As I sat down for dinner—slow-cooked chicken, diced tomatoes, fresh onions, peppers, garlic, oregano, black pepper, Himalayan sea salt, and a little honey a for just the right touch of sweetness—I was I scrolling through my newsfeed, half paying attention, looking for nothing in particular.
I’m reading about, A black seadevil anglerfish, one of those deep-sea creatures that never sees the light of day, had somehow surfaced off the coast of Tenerife, ( Tenerife, is in the Canary Islands, near Santa Cruz de Tenerife.). She had been filmed alive in daylight, something that almost never happens. And then, just an hour later, she was gone.
I don’t know if she meant to take that journey or if she was caught in something beyond her control. Maybe she was sick. Maybe she lost her way. Maybe she was chasing something—food, survival, instinct. But whatever the reason, it happened.
And in that moment, she experienced something no other anglerfish ever had—light, warmth, a world beyond her own.
She’s little—just 7 inches long, maybe the length of my hand. But she came from a world we will never know, a world 5,000 feet below the surface, where the water is cold, dark, and heavy.
We all experience moments in life where everything feels cold, dark, and heavy. Where the weight of things presses in from all sides, and it’s hard to breathe, hard to move, hard to even imagine something different.
We convince ourselves that staying where we are—where it’s familiar, even if it’s dark—is safer than taking the risk of reaching for something unknown. Because what if it’s worse up there? What if we don’t survive the journey? What if the light blinds us? What if we reach the surface and find that it wasn’t what we hoped for?

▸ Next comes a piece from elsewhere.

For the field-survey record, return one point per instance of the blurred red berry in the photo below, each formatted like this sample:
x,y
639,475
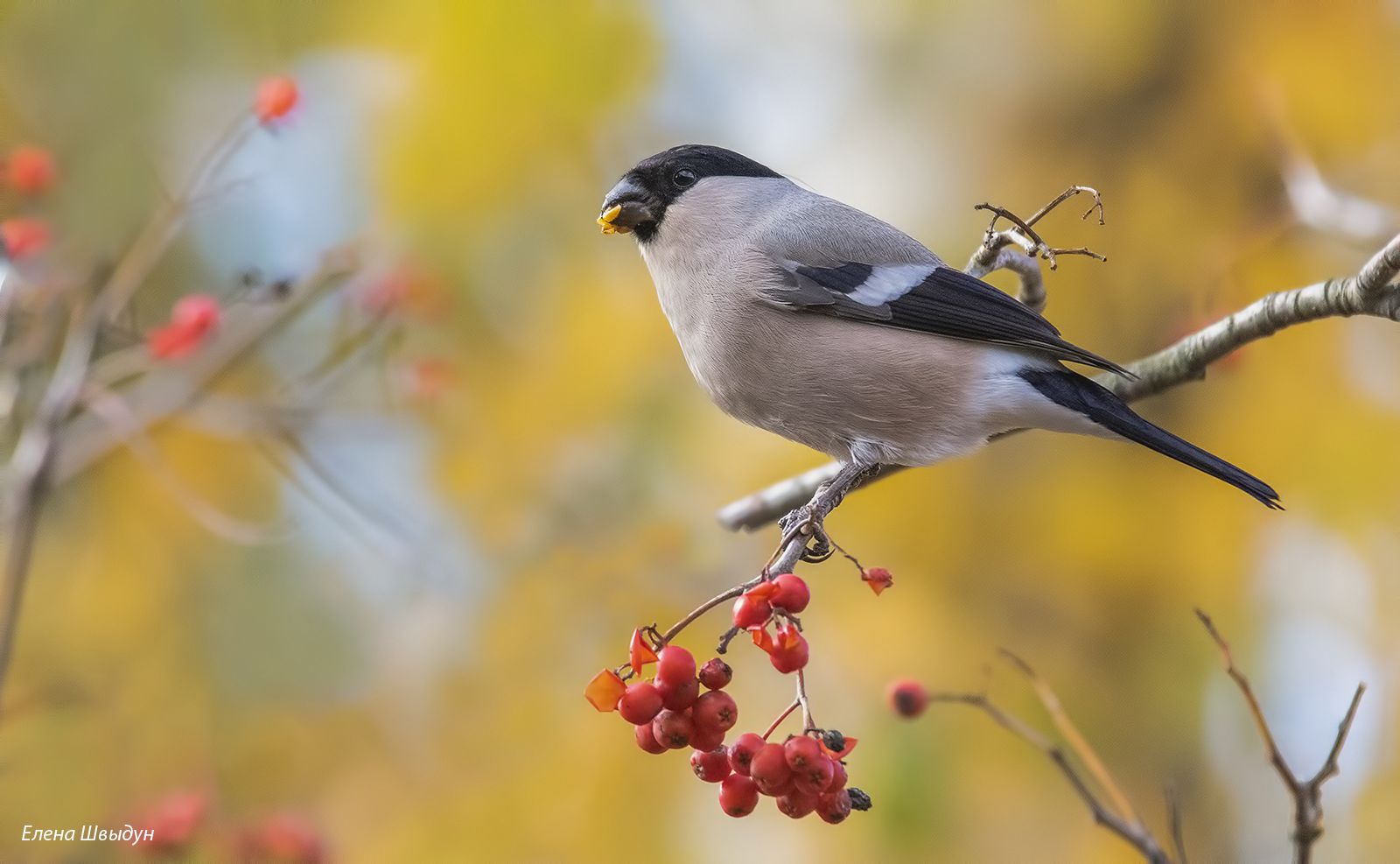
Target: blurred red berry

So if we scale her journey up to our world, it would be like a person climbing 10 miles straight up—almost reaching space—without a spacesuit, oxygen, or protection from the elements.
She endured crushing pressure shifts, brutal temperature changes, and a completely unfamiliar world (dating 2025🤪) and yet, she made it.

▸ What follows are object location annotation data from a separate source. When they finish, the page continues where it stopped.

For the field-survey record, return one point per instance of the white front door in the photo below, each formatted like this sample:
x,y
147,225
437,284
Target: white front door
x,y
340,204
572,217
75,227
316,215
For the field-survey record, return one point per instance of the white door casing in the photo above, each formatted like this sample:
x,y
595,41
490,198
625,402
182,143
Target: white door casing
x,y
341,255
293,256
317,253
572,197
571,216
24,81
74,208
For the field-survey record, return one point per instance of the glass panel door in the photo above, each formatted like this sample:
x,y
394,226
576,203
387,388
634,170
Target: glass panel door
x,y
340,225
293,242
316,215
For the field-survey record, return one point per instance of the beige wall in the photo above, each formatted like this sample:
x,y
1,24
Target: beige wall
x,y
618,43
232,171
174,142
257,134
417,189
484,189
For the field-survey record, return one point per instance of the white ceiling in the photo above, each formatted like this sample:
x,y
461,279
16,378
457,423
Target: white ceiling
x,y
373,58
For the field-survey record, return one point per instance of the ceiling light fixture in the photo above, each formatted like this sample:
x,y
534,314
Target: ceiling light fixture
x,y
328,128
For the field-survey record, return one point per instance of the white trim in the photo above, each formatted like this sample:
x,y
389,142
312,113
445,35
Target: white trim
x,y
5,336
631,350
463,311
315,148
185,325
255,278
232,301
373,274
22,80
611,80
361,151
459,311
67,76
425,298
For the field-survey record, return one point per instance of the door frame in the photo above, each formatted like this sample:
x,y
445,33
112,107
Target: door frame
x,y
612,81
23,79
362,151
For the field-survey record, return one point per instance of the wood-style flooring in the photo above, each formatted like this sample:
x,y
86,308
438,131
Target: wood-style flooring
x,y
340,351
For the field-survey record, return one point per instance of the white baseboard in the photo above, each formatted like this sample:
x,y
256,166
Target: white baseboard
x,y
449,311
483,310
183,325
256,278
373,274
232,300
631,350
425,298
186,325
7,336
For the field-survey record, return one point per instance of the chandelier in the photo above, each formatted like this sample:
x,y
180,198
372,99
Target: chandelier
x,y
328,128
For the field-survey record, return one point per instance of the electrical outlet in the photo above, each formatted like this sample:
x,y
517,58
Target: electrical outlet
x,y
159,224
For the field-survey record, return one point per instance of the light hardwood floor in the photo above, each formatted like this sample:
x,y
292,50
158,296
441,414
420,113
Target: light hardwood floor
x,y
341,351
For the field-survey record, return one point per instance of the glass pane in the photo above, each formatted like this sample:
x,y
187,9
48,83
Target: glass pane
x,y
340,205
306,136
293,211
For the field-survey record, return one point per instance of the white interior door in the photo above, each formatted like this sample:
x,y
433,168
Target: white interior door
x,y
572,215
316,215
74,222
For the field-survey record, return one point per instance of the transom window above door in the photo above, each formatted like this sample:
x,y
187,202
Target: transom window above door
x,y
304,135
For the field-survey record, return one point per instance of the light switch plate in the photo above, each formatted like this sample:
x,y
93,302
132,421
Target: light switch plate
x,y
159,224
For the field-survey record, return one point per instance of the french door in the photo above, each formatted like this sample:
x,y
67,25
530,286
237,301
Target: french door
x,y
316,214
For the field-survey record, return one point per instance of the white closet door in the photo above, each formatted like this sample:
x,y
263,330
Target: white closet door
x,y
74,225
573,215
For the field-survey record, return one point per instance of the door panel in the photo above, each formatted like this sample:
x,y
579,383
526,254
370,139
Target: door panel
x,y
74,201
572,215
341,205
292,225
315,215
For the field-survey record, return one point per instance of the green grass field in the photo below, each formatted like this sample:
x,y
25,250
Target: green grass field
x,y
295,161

She made the journey alone. No other anglerfish will ever know what she saw, what she felt, what she experienced in those final moments. There was no one there to share it with. No one else to understand., that’s absolutely heart breaking.
Maybe things like this aren’t accidents. Maybe we don’t understand why they happen, but some moments are meant to be seen. Some journeys matter, even if they don’t last long.
How often do we stay in the cold, dark, and heavy parts of our lives because we’re afraid to reach for the light? How many times do we convince ourselves that we’re better off in the depths because at least we know what to expect?
What if the journey—no matter how impossible, no matter how terrifying—is worth making?
Because maybe, just maybe, her story isn’t just about what happened to her.
Maybe it’s about what we’re all capable of.